Obras de construção da Linha de Transporte de Energia Eléctrica Temane-Maputo, concluídas em Dezembro

As obras de construção da Linha de Transporte de Energia Eléctrica Temane-Maputo, iniciadas em 2021, decorrem a um ritmo satisfatório, o que faz acreditar que as mesmas podem ser concluídas até ao final do em curso.

Está é a convicção do Presidente do Conselho de Administração (PCA) da Electricidade de Moçambique, Eng. Marcelino Gildo Alberto, manifestada há dias, depois de sobrevoar o traçado da linha nas províncias de Maputo e Gaza, no quadro de um trabalho de monitoria.

O gestor sênior da EDM justificou a satisfação indicando que, em termos de construções das fundações, já “temos 85 por cento do trabalho feito, cerca de 20 por cento das torres já estão erguidas. Foram desmatadas cerca de 500 quilómetros; mas ainda não começou o lançamento dos condutores”.

Marcelino Alberto explicou que esta fase deveria ter terminado em Fevereiro, mas sofreu alguns atrasos devido a situações de vária ordem. Assegurou, entretanto, que se está a trabalhar num plano de recuperação de forma a concluir este lote no final do ano.

O PCA da EDM lembrou que este é um projecto de dimensão regional que visa aumentar a capacidade instalada de produção de energia eléctrica no país, com qualidade e segurança, esperando-se que no final permita realizar cerca de um milhão e quinhentas mil novas ligações, para além de exportar para países da região da África Austral.
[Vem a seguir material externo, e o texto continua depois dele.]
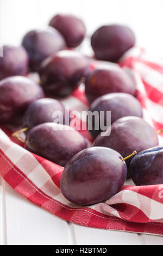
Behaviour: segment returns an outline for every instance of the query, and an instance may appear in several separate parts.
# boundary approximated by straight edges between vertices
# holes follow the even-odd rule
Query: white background
[[[0,0],[0,42],[18,45],[57,13],[81,17],[91,34],[110,23],[129,26],[137,45],[163,57],[162,0]],[[0,244],[152,245],[163,237],[85,228],[29,203],[0,178]]]
[[[137,45],[163,57],[162,0],[0,0],[0,42],[20,44],[27,31],[45,28],[59,13],[82,17],[89,34],[103,25],[127,25]]]

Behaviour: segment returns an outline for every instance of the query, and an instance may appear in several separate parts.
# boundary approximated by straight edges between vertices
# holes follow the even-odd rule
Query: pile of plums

Para além de permitir novas ligações, o projecto vai contribuir, sobremaneira, no melhoramento da fiabilidade e criação de capacidade de reserva de energia eléctrica que passará a ser transportada com segurança e qualidade, reduzindo, desta forma, os níveis de perdas.

A iniciativa está associada ao projecto da Central Térmica de Temane (CTT) 450MW, à base de gás natural, na província de Inhambane, que contempla a construção de uma linha de transporte a 400kV entre Temane e Maputo, com uma extensão de cerca de 563 quilómetros, prevendo também subestações em Vilankulo, Chibuto, Marracuene e Maputo, atravessando três províncias e 13 distritos do país.

Ao longo dos 563 quilómetros de percurso da linha, foram construídas 236 casas para o reassentamento das famílias afectadas pelo Projecto. Porém, ao todo, mais de três mil pessoas foram compensadas por terem perdido para além de casas, árvores e outros bens, ou pelo tempo que poderão ficar sem poder praticar a agricultura.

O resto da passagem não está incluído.